Now the master at Trinity College, Cambridge, she said she had seen the damage done to children and that it had been awful “watching young people struggle”.
It comes as a new study, published in The Lancet, suggested that lockdown fuelled a “staggering rise” in eating disorders among teenage girls, with cases surging by 42 per cent.
Dame Sally told the inquiry: “It’s clear that no one thought about lockdown. I still think we should have locked down, although a week earlier.
“But during that we should have thought: do we need to [think] further?
“The damage I now see to children and students from Covid, and the educational impact, tells me that education has a terrific amount of work to do.”
She added: “We have damaged a generation and it is awful as head of a college in Cambridge watching these young people struggle.
“I know in pre-schools they haven’t learned how to socialise and play properly, they haven’t learned how to read at school.
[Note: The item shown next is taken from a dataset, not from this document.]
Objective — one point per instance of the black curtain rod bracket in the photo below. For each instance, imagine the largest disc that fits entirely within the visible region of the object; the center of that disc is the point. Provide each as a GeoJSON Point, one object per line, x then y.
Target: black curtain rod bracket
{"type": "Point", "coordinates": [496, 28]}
We must have plans for them.”
The inquiry also heard evidence from George Osborne, the former chancellor, who suggested that the West copied the idea of lockdowns from China.
Dame Sally is one of the first former government officials to criticise lockdown, amid allegations that the long-awaited inquiry is “limiting outside voices” on the policy’s negative effects.
She also told the inquiry that the Government would have benefitted from weighing up the wider impact of measures and listening to “a second group of experts” advising on social and economic impacts. She held back tears as she apologised to bereaved families for the failings.
The first national lockdown was announced in March 2020 by Boris Johnson, then the prime minister, and lasted until June.
A second was announced in November that year and a third followed in January 2021, with many areas also facing localised rules.
Dame Sally, who was also the chief scientific adviser for the Department of Health between 2004 and 2016, apologised that plans to prepare for a pandemic had not examined the impact on civil liberties.
She was asked if one of the more notable failures of pandemic planning was not foreseeing the need for lockdown.
“I’m sorry, we didn’t plan for that,” she responded.
“I would prefer to have planned to not get us to that stage, but we didn’t recognise that it could – something could get to that stage and then how would we manage it.”
Several senior figures including David Cameron, the former prime minister, have admitted the UK focused on the wrong pandemic – worrying about influenza instead of a new emerging virus.
Dame Sally said she put up some “challenge” to what she described as “groupthink” around flu by raising the alarm about Mers and Sars outbreaks abroad, but wished she had done more.
Appearing to hold back tears, she told the inquiry: “Maybe this is the moment to say how sorry I am to the relatives who lost their families.
“It wasn’t just the deaths, it was the way they died. It was horrible. It was harrowing and it remains horrible.”
Giving his evidence, Mr Osborne admitted that lockdown had not been discussed when he was chancellor between 2010 and 2016, and that he believed governments had copied measures implemented by the authoritarian regime in Beijing.
“I think the Chinese lockdown is what gives the rest of the world the idea of a lockdown, and it’s the overwhelming of the hospital system in northern Italy that leads all Western governments to reach basically the same conclusion,” he said.
He also criticised experts and unions blaming austerity for failures during the pandemic. He said that rebuilding the public finances had better prepared the country for Covid.
The inquiry also heard from Oliver Letwin, the minister in charge of resilience in government from 2011 to 2016, who said so-called churn within the Civil Service – whereby officials repeatedly move posts – was “a disaster for the country”.
He described some elements of Whitehall bureaucracy as “totally catastrophic”.
The inquiry resumes on Wednesday and will hear evidence from Jeremy Hunt, who was health secretary between 2012 and 2018 as the Government made preparations for a pandemic.